Let’s write a couple of tests to confirm the behavior of our methods:

``````assertEquals(true, isEven(2));
assertEquals(true, isOdd(3));``````

## 3.位操作法

There are multiple bitwise operations that we can do on a number to determine if it’s even or odd.

The bitwise operations are more performant than the other methods to determine the parity of a number.

### 3.1 位法OR (|)

An even number OR 1 will always increment the number by 1.
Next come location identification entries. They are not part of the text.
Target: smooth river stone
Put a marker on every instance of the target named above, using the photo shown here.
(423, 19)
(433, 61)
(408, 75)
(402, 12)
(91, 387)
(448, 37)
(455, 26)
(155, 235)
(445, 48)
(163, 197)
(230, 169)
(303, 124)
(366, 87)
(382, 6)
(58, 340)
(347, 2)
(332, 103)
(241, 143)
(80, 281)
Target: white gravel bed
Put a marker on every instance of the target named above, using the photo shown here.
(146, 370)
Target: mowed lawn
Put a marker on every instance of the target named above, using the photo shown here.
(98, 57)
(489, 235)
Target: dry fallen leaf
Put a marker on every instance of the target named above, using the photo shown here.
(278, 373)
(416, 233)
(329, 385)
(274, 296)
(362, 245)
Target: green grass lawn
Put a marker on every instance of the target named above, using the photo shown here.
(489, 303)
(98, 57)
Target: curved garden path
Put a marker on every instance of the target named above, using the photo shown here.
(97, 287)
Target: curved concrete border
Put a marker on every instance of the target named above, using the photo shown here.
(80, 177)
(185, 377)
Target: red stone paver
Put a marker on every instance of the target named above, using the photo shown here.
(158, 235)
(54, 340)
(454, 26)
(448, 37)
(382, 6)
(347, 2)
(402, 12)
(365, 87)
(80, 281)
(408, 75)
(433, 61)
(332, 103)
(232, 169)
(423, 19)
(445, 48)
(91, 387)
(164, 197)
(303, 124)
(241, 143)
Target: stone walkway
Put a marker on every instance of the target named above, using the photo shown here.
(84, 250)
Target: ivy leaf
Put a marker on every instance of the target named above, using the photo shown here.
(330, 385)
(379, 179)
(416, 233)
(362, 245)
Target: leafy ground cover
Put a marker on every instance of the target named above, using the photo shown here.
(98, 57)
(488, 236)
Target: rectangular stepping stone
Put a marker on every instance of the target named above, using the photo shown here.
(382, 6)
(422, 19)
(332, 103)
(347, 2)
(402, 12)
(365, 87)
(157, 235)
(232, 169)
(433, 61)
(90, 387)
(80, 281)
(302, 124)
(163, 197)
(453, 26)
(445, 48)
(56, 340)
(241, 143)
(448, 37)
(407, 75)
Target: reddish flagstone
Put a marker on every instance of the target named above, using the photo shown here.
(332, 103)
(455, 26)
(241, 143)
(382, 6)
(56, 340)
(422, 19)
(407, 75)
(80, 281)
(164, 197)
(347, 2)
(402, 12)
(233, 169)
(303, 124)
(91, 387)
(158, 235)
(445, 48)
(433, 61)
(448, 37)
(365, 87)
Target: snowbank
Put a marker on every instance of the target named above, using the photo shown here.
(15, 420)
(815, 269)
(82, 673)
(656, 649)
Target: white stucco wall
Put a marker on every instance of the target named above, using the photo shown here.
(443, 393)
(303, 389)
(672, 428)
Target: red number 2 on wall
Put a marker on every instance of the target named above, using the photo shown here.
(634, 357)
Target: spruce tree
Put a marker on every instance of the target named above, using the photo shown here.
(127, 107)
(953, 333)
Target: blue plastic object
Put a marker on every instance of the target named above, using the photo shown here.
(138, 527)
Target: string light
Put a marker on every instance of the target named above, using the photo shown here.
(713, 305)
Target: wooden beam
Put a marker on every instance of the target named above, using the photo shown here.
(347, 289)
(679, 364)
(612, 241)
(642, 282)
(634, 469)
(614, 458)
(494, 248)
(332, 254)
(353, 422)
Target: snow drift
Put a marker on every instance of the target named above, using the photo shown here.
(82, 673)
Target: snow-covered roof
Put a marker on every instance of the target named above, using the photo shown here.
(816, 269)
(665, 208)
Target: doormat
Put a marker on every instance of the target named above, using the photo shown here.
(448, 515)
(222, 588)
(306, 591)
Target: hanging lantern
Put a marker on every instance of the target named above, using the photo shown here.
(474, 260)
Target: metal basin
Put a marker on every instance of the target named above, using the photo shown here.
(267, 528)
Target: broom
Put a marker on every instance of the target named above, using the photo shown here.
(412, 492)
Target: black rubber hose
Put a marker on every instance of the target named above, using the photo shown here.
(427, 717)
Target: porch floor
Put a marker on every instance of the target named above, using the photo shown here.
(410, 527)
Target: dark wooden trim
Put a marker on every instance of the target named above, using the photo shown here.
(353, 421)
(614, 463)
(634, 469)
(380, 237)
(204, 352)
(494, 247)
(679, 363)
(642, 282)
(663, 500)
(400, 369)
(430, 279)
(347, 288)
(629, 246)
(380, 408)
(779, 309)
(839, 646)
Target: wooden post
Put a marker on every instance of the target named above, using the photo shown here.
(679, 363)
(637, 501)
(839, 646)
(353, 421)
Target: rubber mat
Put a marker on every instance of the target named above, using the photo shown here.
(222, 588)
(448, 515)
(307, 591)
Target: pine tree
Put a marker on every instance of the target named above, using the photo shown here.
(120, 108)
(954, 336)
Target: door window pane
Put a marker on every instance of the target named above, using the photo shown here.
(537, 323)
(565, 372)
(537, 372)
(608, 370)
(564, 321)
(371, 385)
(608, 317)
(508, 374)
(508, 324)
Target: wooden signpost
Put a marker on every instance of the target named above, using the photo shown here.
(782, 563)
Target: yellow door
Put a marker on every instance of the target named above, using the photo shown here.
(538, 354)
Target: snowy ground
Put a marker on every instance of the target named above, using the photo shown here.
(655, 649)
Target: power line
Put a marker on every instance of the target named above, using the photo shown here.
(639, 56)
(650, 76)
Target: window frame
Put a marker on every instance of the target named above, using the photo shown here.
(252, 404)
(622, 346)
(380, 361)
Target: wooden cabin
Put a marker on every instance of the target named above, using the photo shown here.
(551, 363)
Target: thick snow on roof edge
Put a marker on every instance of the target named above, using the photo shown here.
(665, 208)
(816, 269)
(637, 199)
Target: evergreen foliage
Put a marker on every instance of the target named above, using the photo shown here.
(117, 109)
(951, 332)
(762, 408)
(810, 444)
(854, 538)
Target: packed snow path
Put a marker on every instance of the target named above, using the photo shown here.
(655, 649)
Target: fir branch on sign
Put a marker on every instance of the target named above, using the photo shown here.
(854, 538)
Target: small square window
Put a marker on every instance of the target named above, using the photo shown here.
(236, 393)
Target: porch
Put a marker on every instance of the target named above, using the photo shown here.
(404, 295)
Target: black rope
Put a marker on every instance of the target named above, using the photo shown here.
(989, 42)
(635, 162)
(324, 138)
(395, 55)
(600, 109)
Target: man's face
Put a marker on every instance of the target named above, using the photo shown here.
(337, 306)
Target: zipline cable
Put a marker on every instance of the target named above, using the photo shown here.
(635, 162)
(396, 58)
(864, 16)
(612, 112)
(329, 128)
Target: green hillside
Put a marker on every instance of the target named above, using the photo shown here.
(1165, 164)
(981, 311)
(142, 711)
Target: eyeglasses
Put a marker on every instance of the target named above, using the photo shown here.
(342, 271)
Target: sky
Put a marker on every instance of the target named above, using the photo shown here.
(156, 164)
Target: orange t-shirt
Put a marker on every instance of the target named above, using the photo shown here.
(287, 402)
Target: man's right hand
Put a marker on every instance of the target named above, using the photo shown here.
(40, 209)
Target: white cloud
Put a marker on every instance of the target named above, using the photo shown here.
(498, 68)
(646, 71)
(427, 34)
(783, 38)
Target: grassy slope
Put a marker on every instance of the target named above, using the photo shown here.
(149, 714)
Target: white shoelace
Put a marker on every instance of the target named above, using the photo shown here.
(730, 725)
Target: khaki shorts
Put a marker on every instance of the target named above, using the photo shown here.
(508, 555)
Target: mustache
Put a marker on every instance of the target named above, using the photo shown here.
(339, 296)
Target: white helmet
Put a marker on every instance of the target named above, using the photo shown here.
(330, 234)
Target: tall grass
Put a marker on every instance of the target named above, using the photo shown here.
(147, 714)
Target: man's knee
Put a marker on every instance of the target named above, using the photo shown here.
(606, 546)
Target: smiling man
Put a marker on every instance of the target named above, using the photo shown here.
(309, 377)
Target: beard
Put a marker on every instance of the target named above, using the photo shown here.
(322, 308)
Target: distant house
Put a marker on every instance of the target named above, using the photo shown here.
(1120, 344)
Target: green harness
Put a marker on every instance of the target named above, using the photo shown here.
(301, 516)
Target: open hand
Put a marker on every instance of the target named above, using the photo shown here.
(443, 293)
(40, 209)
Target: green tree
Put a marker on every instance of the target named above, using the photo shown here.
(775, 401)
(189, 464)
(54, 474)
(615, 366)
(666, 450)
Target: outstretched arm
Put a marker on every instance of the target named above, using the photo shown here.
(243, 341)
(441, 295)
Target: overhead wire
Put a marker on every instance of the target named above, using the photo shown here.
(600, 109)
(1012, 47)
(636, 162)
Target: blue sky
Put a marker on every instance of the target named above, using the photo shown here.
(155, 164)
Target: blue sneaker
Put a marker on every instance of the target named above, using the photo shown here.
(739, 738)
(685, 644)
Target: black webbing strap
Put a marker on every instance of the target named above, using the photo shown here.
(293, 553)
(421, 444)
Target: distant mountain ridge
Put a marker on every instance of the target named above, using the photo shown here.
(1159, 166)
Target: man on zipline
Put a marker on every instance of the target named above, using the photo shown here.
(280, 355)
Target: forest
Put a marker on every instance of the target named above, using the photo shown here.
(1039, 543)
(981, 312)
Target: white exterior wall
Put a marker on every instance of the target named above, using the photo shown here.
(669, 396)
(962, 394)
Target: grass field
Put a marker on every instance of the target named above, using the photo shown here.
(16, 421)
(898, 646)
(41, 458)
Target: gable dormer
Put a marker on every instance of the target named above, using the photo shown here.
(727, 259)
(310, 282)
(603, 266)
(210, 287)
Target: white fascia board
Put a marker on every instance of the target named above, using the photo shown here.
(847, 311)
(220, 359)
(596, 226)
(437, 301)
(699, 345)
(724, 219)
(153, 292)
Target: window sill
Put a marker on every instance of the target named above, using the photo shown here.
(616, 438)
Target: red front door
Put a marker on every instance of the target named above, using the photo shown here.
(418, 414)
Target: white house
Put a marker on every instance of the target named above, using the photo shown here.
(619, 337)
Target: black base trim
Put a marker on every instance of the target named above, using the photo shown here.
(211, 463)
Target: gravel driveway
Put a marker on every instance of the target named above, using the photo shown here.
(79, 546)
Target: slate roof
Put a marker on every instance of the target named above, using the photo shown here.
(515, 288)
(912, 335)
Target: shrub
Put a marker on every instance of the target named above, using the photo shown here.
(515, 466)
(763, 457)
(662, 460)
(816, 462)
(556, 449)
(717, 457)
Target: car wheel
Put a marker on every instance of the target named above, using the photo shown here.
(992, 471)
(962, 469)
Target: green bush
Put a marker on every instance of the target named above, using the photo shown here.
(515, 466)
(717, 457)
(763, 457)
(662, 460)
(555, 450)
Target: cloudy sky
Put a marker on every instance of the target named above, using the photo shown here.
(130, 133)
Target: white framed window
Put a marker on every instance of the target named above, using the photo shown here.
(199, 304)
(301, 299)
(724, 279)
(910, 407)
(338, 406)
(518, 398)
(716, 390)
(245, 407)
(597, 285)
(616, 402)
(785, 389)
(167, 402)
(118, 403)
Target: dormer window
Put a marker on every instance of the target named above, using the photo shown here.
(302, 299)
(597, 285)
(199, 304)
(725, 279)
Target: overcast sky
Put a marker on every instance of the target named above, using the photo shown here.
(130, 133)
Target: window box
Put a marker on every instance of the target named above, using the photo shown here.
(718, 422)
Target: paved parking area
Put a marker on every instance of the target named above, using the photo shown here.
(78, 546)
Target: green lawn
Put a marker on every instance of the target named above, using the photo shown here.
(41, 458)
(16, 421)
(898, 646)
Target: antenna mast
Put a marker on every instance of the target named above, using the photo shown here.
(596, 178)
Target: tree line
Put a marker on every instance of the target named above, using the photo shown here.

An odd number OR 1 will always result in the same number:

``````boolean isOrEven(int x) {
return (x | 1) > x;
}

boolean isOrOdd(int x) {
return (x | 1) == x;
}``````

Let’s demonstrate the behavior of our code with some tests:

``````assertEquals(true, isOrEven(4));
assertEquals(true, isOrOdd(5));``````

### 3.2. 位法AND (&)

An even number AND 1 always results in a 0. On the other hand, an odd number AND 1 results in a 1:

``````boolean isAndEven(int x) {
return (x & 1) == 0;
}

boolean isAndOdd(int x) {
return (x & 1) == 1;
}``````

We’ll confirm this behavior with a small test:

``````assertEquals(true, isAndEven(6));
assertEquals(true, isAndOdd(7));``````

### 3.3 位法XOR（^）。

Bitwise XOR is the optimal solution to check the parity of a number.

An even number XOR 1 always increases the number by 1, while an odd number XOR 1 always decreases it by 1:

``````boolean isXorEven(int x) {
return (x ^ 1) > x;
}

boolean isXorOdd(int x) {
return (x ^ 1) < x;
}``````

Let’s write some small tests to check our code:

``````assertEquals(true, isXorEven(8));
assertEquals(true, isXorOdd(9));``````

## 4.最小有效位（LSB）

The last method that we are presenting is reading the least significant bit of the number.

An even number’s least significant bit is always 0, while that of an odd number is always 1:

``````boolean isLsbEven(int x) {
return Integer.toBinaryString(x).endsWith("0");
}

boolean isLsbOdd(int x) {
return Integer.toBinaryString(x).endsWith("1");
}``````

We’ll demonstrate this behavior with a few lines of code:

``````assertEquals(true, isLsbEven(10));
assertEquals(true, isLsbOdd(11));``````

## 5.总结

In this article, we’ve learned multiple ways to check the parity of a number, i.e., whether it’s even or odd. We saw that the optimal solution for checking the parity is the bitwise XOR operation.

As always, the source code for the examples is available over on GitHub.